Leadership, learning, the wonderful brain/body connection, presence, influence, emotions, thinking, effectiveness, flow and FUN.

I want to know more, and do more!


The world is our living room so let's get living.

Friday, February 11, 2011

Hello temptation, my old friend!

A quick update on 2011: Alcohol Free Year.

I am continuing to find it remarkably easy to keep with this. Before starting, I decided to take a mindfulness approach to temptation. Instead of pretending it's not happening, or trying to fight it, I welcome it as an old friend - safe in the knowledge that everything that arises also surely subsides. 

When I find myself tempted (the thought of a beer may have crossed my mind on the hottest night on record last weekend), I smile hello at the thoughts.  I take a curious, but neutral, approach - observing them and the tricks they are trying to play on me. It's a bit like the benign smile a parent might give a cheeky toddler that is stating the case for an extra sweet.

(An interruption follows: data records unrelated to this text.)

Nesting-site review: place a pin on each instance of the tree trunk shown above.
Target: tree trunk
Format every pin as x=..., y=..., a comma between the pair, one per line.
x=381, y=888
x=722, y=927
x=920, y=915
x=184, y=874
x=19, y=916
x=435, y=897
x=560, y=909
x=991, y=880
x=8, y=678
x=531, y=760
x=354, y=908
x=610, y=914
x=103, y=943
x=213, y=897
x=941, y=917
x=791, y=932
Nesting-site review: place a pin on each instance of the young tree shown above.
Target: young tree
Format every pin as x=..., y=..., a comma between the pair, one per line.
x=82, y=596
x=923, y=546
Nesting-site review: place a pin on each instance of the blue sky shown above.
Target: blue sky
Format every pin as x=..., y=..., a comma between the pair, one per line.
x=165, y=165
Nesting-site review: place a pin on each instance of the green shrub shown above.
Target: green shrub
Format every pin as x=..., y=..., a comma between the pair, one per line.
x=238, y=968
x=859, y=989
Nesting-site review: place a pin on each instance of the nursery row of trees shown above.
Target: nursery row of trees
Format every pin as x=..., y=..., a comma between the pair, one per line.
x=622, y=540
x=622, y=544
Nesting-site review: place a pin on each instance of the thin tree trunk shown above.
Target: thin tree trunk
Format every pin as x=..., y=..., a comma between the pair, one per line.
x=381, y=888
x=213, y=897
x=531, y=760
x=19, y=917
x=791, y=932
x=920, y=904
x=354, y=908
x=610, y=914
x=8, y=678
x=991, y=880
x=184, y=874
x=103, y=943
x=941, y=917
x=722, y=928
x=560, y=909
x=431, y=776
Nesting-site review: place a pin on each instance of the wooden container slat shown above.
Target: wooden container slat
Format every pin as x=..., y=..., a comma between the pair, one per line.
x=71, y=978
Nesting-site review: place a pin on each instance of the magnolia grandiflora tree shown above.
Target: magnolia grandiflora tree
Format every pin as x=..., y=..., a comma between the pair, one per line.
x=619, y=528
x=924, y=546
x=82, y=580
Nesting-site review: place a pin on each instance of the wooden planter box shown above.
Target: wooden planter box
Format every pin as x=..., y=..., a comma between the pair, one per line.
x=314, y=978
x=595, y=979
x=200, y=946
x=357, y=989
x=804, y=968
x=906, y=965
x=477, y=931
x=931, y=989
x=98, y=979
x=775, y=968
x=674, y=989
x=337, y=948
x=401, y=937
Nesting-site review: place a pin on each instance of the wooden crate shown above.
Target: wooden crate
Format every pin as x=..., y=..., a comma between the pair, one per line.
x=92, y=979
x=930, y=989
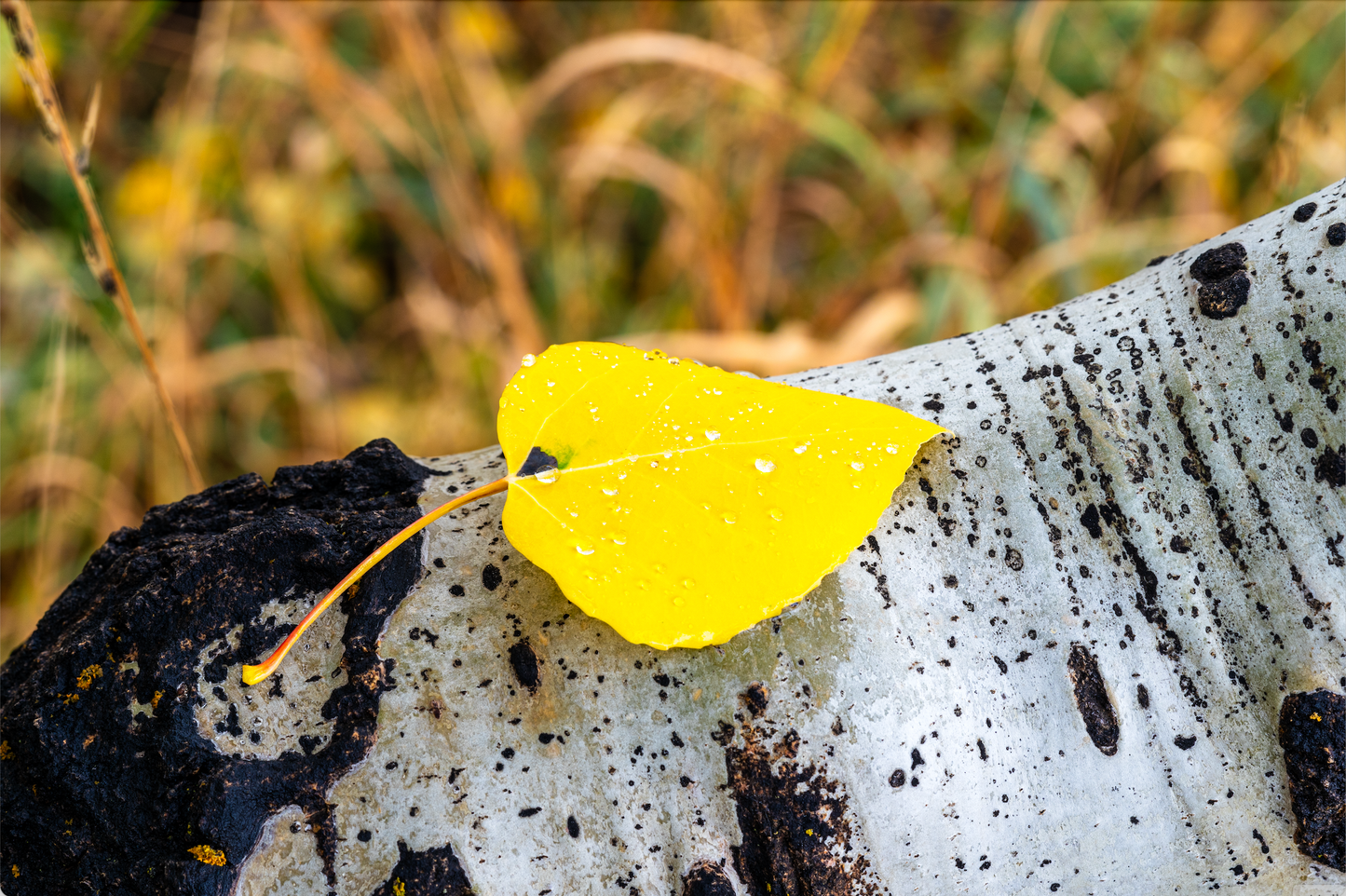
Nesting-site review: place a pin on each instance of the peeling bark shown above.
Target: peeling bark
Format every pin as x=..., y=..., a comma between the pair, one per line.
x=1094, y=646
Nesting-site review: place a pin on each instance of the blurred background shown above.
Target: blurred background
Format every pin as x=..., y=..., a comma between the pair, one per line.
x=342, y=221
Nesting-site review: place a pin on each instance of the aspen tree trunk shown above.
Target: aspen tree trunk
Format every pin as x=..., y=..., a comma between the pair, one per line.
x=1094, y=647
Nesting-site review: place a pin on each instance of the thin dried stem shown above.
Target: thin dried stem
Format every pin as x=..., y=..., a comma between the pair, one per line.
x=33, y=67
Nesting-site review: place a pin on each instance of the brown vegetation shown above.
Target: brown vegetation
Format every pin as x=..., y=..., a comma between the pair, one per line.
x=345, y=221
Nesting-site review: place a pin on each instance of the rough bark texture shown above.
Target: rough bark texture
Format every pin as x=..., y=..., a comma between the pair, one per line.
x=1094, y=647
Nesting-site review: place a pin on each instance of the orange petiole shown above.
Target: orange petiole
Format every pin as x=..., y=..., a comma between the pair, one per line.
x=253, y=674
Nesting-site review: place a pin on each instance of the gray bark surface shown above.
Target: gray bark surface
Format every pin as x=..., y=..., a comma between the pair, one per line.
x=1064, y=660
x=1059, y=659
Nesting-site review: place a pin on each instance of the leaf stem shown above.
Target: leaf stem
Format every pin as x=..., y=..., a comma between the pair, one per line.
x=253, y=674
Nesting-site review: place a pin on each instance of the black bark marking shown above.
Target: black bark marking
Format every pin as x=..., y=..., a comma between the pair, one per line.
x=1224, y=280
x=523, y=662
x=795, y=822
x=755, y=699
x=1091, y=521
x=157, y=595
x=1312, y=735
x=1330, y=467
x=707, y=878
x=435, y=871
x=1092, y=699
x=536, y=462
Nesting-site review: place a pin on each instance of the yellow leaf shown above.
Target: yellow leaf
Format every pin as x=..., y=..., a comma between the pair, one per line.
x=676, y=502
x=681, y=503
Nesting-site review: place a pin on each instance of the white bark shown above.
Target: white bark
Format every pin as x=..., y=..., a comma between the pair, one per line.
x=949, y=635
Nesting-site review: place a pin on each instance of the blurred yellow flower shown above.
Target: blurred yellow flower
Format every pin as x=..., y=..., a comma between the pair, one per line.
x=144, y=188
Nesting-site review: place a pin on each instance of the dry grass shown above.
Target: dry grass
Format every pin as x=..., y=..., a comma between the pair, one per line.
x=345, y=221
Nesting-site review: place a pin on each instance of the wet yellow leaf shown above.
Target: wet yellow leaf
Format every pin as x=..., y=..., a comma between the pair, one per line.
x=676, y=502
x=681, y=503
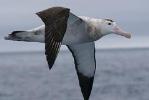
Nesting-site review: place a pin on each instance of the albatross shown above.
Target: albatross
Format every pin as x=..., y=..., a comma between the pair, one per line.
x=78, y=33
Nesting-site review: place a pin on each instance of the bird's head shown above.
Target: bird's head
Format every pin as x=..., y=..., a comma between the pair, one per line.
x=109, y=26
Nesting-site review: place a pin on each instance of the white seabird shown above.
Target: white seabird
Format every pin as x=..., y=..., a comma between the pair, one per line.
x=78, y=33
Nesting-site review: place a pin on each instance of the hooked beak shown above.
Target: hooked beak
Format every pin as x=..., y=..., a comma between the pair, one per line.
x=119, y=31
x=14, y=36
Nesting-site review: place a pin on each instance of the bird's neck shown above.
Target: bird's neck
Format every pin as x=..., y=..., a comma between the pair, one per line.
x=94, y=25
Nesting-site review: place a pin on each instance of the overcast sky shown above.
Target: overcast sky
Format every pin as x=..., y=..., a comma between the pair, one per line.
x=132, y=15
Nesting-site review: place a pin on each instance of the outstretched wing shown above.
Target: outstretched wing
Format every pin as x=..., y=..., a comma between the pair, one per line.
x=55, y=20
x=85, y=63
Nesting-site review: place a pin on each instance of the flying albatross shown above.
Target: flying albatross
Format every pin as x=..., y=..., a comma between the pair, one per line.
x=78, y=33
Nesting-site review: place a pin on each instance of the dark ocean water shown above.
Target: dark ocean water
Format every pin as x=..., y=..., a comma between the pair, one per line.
x=120, y=75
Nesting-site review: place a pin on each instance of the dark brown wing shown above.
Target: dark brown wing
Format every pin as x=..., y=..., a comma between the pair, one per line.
x=55, y=20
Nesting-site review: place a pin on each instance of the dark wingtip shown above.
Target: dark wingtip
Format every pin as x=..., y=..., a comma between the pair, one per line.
x=86, y=84
x=15, y=32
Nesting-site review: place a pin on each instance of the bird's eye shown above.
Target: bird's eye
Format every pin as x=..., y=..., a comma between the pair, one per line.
x=109, y=23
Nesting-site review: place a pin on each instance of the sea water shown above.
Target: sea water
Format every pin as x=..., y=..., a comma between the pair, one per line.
x=121, y=75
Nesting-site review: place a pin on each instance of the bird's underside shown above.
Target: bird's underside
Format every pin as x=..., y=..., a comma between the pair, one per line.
x=57, y=32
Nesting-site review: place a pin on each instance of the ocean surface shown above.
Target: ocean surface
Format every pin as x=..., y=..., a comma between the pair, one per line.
x=122, y=74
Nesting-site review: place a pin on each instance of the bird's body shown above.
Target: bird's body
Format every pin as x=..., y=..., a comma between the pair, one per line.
x=72, y=36
x=78, y=33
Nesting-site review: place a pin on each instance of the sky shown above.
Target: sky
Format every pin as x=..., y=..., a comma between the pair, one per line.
x=131, y=15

What I have found is that this approach takes much, much less energy than my old approach of fighting. I just observe and wait. Sure enough, the moment passes.

We used to open a bottle of wine two or three nights a week, and drink the bottle over 2 nights, between two of us. Weekends, consumption would often go up a little - but really quite moderate, in the context of the "typical" Australian drinker. Still, I was expecting the habit to exert a stronger pull than it has. I've had a birthday, we've been on holidays, we've had celebrations, we've had I-need-a-drink stressful days... all the kinds of things that would be a good "reason" to quit.  

And what have the benefits been, so far? Partly physiological - weight loss, more energy, sounder sleep. Actually, the main thing I've enjoyed so far has been the practical experience of the mindfulness practice in a challenging area.  Where shall I apply it next?